Thursday, October 16, 2008

Eggplant, Spinach, and Chickpea Curry

I love leafing through cookbooks, but I view recipes less as culinary gospel than inspirational models, and today's recipe is a good example. This particular dish had its basis in a recipe from Lord Krishna's Cuisine, but has become so unrecognizable that I won't even bother listing my changes except to say that even if you don't object to dairy, putting 10 tablespoons of ghee in anything is just over the top.

What I will say is that you should make this curry as soon as possible, because it is seriously delicious, as in "company-meal-for-skeptical-omnivores" delicious. I should also add that this recipe makes a lot of food, but it also freezes well and makes particularly excellent leftovers; in fact, I often make it a day in advance because it just keeps getting better and better.
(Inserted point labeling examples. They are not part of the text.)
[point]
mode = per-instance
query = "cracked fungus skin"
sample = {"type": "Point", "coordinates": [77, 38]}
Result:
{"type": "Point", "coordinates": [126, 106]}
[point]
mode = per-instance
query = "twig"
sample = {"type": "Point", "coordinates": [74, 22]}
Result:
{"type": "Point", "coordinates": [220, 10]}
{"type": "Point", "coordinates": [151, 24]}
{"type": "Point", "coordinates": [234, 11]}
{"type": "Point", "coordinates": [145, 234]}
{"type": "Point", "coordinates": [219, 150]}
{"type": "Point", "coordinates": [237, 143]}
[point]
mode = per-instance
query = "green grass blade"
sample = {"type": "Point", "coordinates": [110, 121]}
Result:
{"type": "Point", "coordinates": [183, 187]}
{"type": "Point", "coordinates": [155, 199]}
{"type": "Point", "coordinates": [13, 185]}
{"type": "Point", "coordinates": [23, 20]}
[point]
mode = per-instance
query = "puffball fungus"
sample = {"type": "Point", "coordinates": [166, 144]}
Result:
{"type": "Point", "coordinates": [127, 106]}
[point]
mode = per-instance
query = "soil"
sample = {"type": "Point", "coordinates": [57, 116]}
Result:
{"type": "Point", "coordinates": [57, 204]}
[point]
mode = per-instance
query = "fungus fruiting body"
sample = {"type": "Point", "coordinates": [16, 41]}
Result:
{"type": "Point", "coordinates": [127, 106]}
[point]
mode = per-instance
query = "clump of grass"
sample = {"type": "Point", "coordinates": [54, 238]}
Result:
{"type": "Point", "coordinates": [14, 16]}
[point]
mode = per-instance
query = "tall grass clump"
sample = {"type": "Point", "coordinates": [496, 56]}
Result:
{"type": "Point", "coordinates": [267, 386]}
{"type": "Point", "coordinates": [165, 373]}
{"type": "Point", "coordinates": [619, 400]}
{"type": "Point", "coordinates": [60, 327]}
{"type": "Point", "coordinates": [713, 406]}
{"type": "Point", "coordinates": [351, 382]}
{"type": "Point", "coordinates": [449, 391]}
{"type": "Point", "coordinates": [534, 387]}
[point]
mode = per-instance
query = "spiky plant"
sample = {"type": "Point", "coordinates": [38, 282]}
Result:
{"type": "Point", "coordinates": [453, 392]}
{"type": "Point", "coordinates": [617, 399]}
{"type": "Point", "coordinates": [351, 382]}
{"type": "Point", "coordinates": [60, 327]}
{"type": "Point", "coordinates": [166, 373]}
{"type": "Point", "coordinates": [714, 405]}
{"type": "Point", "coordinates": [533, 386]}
Eggplant, Spinach, and Chickpea Curry
Ingredients
~ 2 tbsp. canola (or other) oil
~ 1 tsp. each: mustard seeds; cumin seeds
~ 2 cups chopped onion
~ 1 tbsp. each: minced garlic, grated ginger
~ 1 tsp each: salt, coriander, fenugreek powder, cumin, curry powder, garam masala
~ ½ tsp. each: cinnamon, asafoetida, cayenne pepper
~ 1/4 tsp. nutmeg
~ 6 cups diced eggplant
~ 1 15 oz. can fire-roasted tomatoes, including liquid
~ 1 15 oz. can coconut milk (I prefer the high test to the "lite" here)
~ 1 lb. frozen spinach
~ 1 15 oz. can chickpeas, drained
~ 1 tbsp. canola oil
~ 2 tsp. panch phoran

Directions:
~ In a large, deep pot, warm the oil over medium-high heat; add the cumin and mustard seeds and cook, stirring constantly, until the seeds begin to sizzle and pop. You might want to be wearing an apron while you do this. And safety goggles. (Just kidding...well, sort of.)
~ Add the onions and cook 5 minutes, until they're just starting to brown, then add the garlic and ginger. Cook a few minutes longer, adding a little water as necessary to prevent sticking.
~ Add the eggplant and the remaining seasonings, stirring to make sure the the vegetables are coated. Cook 5 minutes, until the eggplant begins to soften.
~ Pour in the canned tomatoes and coconut milk, stirring well to combine.
~ Add the spinach and the chickpeas, then cover and bring to a boil. Reduce the heat to low and simmer for about 45 minutes to an hour, stirring every ten minutes or so to make sure it doesn’t stick or need more liquid. The eggplant should be completely broken down, and the liquid reduced to a thick stew.
~ In a small pot, heat the remaining 1 tbsp. canola oil, and fry the panch phoran for about a minute, just until the seeds begin to pop. Pour this mixture into the curry, and stir to combine.
~ Serve hot over basmati rice, with your favorite spicy pickle and/or chutney on the side.